The second half of the story sees Garth back at home, in the palatial mansion he shares with his daughter (Evelyn Keyes), explaining his theory to three elderly friends, who politely decline his offer of a serum injection. Garth then seeks them out one by one and kills them - because, you see, the blood used in the serum he injected himself with came from a triple murderer. It’s sort of The Transfusion of Orlac.
Granted, the story makes precious little - well, no sense at all actually. Andrews also wrote episodes of Boris Karloff Presents while Brown was a former cinematographer on silent movies who had been a camera operator on Birth of a Nation! Director Grinde had worked with Karloff on The Man They Could Not Hang and The Man With Nine Lives, as had many of the crew - all three films were shot within one year.

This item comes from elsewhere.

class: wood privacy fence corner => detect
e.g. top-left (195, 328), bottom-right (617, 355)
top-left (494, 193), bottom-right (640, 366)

But what makes this film terrific - apart from a bravura performance by Karloff, a solid supporting cast, a decent budget for sets, props and costumes, and some impressive hair/make-up - is the lighting. Cinematographer Benjamin Kline (Rock Around the Clock, The Munsters) and art director Lionel Banks (His Girl Friday, Return of the Vampire) have worked together to create a monochromatic chiaroscuro effect, clearly influenced by German expressionism. Shadows loom and flicker everywhere, sometimes blown up to huge proportions by low-held lights. Sometimes the characters are actually kept off-screen for a moment and all we see are shadows.
Before I Hang is a stylish movie that looks way, way better than you would expect from the dodgy script and brief running time. This TV print (which carries a Columbia Screengems end title card) looks like a PAL conversion from an NTSC master and so, while it looks good, it is clear that it could look much, much better. I would love to see a digitally remastered print of this on DVD.